The idea of social loans has reached an interesting stage. When I took on the role of the Chair of the Adventure Capital Fund , founded 10 years ago , the idea of loans for third sector bodies was anathema. The general attitude was indifference, yet some organisations did "get it" and took advantage of loans to expand their activities. Interestingly our mission was to support community enterprise- so starting with smaller organisations, not larger or national charities. We wanted to show that loans could work at local level. And our record shows that it can; indeed we are now the biggest social investor in the UK in terms of the numbers of loans we have made.
Making unsecured loans was definitely a minority cause back then. "It will never catch on" they said.

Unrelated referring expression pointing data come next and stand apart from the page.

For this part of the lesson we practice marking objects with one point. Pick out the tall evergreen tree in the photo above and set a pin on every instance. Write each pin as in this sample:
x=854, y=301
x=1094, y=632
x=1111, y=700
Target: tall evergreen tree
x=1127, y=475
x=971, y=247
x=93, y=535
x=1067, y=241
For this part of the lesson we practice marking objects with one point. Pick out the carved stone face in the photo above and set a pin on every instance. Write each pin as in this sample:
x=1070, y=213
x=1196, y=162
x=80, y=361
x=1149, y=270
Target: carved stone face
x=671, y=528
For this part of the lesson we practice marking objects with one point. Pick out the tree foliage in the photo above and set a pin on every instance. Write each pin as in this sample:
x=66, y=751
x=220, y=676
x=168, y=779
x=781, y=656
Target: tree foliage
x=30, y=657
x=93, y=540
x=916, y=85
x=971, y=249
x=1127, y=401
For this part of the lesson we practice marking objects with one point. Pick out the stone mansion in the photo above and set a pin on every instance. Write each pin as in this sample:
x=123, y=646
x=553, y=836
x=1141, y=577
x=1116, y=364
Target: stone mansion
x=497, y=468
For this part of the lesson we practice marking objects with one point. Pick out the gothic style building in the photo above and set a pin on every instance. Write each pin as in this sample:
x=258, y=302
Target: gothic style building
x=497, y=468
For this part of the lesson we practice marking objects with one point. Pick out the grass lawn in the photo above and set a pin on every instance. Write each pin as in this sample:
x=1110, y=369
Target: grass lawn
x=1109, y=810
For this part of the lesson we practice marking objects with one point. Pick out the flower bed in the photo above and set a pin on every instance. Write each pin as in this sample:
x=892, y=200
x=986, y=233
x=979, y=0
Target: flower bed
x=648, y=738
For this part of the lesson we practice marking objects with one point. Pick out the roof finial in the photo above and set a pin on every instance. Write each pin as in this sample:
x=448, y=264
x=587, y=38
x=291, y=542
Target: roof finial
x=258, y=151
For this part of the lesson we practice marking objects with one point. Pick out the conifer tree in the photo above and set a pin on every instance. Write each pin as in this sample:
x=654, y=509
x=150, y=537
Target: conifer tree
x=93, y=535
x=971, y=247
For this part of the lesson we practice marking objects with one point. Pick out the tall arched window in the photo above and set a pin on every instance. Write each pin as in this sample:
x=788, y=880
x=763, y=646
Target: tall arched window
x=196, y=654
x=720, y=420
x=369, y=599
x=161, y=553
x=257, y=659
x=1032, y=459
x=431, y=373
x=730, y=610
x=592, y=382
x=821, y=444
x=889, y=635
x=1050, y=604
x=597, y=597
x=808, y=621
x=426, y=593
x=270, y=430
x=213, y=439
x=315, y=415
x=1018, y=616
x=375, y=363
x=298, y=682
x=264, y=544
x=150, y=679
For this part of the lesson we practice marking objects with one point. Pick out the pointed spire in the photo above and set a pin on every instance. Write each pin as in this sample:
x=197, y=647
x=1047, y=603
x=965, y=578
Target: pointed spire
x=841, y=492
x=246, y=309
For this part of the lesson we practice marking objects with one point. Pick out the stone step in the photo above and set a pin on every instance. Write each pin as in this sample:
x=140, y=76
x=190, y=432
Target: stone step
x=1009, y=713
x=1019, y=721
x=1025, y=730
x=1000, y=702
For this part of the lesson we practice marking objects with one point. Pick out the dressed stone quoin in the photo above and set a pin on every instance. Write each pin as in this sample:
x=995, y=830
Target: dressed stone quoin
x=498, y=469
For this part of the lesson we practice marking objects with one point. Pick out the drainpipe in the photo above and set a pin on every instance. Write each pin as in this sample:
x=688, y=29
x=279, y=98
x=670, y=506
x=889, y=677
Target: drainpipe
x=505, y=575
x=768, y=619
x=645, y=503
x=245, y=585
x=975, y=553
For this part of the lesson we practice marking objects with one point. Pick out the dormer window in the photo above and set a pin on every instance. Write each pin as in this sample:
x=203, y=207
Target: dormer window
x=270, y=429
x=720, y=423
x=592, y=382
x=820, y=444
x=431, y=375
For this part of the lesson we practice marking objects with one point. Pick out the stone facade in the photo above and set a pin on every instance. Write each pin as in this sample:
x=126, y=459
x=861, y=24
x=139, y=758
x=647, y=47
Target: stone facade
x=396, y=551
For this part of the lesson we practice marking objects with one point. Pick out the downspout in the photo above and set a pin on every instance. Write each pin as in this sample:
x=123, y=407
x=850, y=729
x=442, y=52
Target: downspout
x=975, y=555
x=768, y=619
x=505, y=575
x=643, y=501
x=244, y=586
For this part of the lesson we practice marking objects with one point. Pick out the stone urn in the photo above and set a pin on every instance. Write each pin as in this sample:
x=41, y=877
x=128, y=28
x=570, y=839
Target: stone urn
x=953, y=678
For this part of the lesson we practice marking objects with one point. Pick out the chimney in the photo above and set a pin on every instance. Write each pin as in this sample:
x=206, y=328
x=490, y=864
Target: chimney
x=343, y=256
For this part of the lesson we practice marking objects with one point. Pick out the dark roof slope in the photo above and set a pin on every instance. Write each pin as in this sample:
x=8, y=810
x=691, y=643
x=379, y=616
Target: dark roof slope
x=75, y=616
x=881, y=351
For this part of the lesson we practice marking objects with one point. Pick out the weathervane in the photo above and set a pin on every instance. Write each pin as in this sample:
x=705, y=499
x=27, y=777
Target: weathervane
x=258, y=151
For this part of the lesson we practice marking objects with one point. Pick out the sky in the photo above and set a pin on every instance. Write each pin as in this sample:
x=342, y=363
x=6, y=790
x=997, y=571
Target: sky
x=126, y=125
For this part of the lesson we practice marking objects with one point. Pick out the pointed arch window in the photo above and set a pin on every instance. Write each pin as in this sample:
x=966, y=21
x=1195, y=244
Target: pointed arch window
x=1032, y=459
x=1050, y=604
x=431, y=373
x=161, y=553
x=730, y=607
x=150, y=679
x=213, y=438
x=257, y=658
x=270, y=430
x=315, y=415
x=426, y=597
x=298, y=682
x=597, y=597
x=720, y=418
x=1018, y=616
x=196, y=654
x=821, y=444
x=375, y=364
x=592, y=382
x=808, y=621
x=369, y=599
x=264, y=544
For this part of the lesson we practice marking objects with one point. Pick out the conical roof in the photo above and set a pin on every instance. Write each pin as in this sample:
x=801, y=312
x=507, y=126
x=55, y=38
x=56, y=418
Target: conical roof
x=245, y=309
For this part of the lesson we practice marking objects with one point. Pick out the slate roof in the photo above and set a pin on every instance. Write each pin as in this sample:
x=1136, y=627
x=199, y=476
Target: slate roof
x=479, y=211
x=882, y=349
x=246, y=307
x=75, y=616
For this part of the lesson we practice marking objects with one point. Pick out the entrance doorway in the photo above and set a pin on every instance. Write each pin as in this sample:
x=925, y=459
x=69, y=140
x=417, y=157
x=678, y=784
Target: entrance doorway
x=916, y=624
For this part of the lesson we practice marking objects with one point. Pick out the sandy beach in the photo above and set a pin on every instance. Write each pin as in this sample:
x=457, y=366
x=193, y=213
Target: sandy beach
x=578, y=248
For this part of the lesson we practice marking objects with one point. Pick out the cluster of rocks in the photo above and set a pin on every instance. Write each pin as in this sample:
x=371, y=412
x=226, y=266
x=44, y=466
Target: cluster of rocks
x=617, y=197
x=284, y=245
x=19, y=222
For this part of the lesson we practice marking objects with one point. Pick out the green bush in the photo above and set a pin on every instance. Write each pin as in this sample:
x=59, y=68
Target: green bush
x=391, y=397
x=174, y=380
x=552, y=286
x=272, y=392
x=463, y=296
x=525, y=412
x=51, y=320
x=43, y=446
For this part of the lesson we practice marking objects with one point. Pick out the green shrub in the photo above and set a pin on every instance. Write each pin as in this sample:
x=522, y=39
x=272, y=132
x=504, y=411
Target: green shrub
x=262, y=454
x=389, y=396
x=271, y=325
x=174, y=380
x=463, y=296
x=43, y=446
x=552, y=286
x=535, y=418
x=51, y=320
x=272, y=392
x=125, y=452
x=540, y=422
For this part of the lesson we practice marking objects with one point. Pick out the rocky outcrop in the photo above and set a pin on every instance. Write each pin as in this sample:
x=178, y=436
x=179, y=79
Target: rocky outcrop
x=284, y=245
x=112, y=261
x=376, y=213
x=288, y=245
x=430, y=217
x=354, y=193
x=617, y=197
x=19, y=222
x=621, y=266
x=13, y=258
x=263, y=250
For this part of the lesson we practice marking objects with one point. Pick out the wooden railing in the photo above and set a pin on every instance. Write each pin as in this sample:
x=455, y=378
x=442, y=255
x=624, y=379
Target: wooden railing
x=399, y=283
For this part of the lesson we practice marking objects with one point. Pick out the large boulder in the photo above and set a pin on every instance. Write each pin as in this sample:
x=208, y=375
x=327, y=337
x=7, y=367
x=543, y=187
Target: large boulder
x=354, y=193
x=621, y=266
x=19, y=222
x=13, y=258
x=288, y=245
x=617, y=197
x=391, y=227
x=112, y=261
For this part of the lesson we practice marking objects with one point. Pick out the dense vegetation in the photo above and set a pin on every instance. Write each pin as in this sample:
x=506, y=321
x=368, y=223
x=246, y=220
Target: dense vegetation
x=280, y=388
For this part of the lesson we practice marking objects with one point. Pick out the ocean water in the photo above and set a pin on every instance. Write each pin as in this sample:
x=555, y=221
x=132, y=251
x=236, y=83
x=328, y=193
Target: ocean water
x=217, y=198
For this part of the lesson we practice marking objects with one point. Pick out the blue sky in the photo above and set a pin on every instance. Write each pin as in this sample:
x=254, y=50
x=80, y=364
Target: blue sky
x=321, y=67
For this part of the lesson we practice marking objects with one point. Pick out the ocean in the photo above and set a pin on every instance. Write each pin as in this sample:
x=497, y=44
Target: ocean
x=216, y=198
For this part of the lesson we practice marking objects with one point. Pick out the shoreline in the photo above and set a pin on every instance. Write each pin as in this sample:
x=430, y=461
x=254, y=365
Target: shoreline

But it did. Indeed it has now become highly fashionable and lauded in high places. The danger we now face is there is too much hype and not enough action, aided and abetted by folk who have now discovered shiny new toys to play with. So we hear about social impact bonds, equity deals and other interesting ways in which the sector is to be enticed. Some of these have their place but not at the expense of the core product.
Meanwhile what the sector really wants is simple, straightforward unsecured loans. The Social Investment Business (group parent of ACF ) regularly asks its investees if they have plans that need more lending. The demand is the ground is quite staggering but there is little supply. This is the issue that needs addressing.
As I said at the ACEVO Gathering of Social Leaders, the coalition government made a mistake when they abolished the future ; the Future Jobs Fund and Futurebuilders. FBE has proved a great success. It stimulated loans that have encouraged the sector to deliver more public services. These loans have enabled more delivery by charities and social enterprises. There is a very low default rate on these loans and already £50m has been repaid.
What we need is less hype on social impact bonds and the like ( Peterborough is a sad example ) and more straightforward loans to encourage and fund the ambitions of our sector to grow. This is what Big Society Capital might look at. This is where the HMT should put to use LIBOR money and other discrete sources of income such as money from the proceeds of crime.
As Civil Society magazine pointed out recently ACF was set up with £4m from the Home Office proceeds of crime. We now need a big push by Government again to put money into loans for the sector. They work. And that's where the action is.